Under the direction of the Unified Command, almost 600 people are now involved in the response and cleanup effort including ExxonMobil’s North America Regional Response Team, the Clean Harbors and ER oil spill response organizations and additional contractors.
“We have deployed almost 33,000 feet of boom and approximately 160,000 absorbent pads to clean up oil adjacent to the river. Deployment will continue to focus on the highest priority areas to reduce environmental impact. Thirty-nine boats are available for deployment on the river when conditions permit,” ExxonMobil said.
The EPA is leading the Unified Command Center cleanup activities and conducting ongoing air and water quality monitoring. Ongoing air quality monitoring has confirmed there is no danger to public health. Municipal water systems continue to be monitored by the EPA; no reports of impacts have been received to date.
COMMUNITY OUTREACH AND CLAIMS UPDATE
Direct contact with those impacted by the spill continues. To date, ExxonMobile said it has received 285 calls from the community.
“Our team is responding to approximately 100 claims related to property, agriculture or health, and these claims are being resolved as quickly as possible. More than 100 calls have been from people offering volunteer assistance. We appreciate the support of the Billings community as we work to restore the area,” the company said, adding that “Our commitment is to make every effort to respond to the concerns of each individual within 24 hours. Additionally, we are increasing our on-the-ground response team to work directly with people who have been affected.”
To address individual health concerns, teams of trained environmental specialists are conducting air and water quality testing.
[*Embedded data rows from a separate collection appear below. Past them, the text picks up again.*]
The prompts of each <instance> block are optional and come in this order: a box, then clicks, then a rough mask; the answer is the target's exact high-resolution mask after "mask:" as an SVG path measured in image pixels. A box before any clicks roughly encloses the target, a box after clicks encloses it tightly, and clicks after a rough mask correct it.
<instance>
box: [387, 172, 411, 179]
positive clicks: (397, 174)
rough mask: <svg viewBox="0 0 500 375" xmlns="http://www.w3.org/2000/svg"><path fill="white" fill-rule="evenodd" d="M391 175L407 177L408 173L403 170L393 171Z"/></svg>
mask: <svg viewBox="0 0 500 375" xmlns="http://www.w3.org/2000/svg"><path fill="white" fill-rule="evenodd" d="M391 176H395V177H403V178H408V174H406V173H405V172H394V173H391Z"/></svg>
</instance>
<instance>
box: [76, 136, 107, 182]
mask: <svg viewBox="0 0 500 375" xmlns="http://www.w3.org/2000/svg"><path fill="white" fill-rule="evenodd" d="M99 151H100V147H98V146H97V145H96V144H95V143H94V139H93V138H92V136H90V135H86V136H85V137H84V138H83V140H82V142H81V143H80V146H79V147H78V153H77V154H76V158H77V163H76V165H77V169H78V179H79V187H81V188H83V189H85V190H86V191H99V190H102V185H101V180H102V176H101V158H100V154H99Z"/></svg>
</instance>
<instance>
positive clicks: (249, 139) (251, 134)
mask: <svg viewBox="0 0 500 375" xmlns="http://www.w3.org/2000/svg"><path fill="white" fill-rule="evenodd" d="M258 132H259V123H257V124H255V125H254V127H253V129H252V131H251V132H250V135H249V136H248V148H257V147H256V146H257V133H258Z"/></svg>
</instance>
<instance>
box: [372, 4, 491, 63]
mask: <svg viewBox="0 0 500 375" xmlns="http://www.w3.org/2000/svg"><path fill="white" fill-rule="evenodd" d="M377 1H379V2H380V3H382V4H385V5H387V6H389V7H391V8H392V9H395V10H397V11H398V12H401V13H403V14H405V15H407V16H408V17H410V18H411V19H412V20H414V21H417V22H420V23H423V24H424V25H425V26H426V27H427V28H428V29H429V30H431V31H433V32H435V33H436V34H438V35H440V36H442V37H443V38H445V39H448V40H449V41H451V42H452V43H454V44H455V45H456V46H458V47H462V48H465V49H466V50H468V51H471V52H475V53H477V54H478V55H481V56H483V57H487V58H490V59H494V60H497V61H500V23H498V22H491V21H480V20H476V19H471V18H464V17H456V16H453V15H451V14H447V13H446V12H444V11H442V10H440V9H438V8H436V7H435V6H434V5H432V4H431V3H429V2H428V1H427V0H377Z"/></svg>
Those who may have been affected are encouraged to use the community information line (1-888-382-0043).
WILDLIFE ASSESSMENT AND RECOVERY
ExxonMobil said it continues to work with International Bird Rescue (IBR), U.S. Fish and Wildlife Service and Montana Fish, Wildlife and Parks to survey the area for impacts to wildlife. Members of the team are surveying the affected areas of the river for oiled wildlife.
“We are also inspecting the property of landowners who have called the community or wildlife hotlines regarding impacted wildlife on their property,” the company said.
The total number of treated wildlife is two, a garter snake and a western toad, which were treated and released. In addition, several lightly oiled birds were previously observed; none required capture or cleaning.
Today, two boats are scheduled to go out onto the slack, or shallow, water to continue to search for any additional wildlife that may have been affected by the incident. Aerial helicopter surveys were also completed from the spill site to just downstream of Razor Creek. Several oiled Canada Geese were identified in today’s survey and reported to IBR.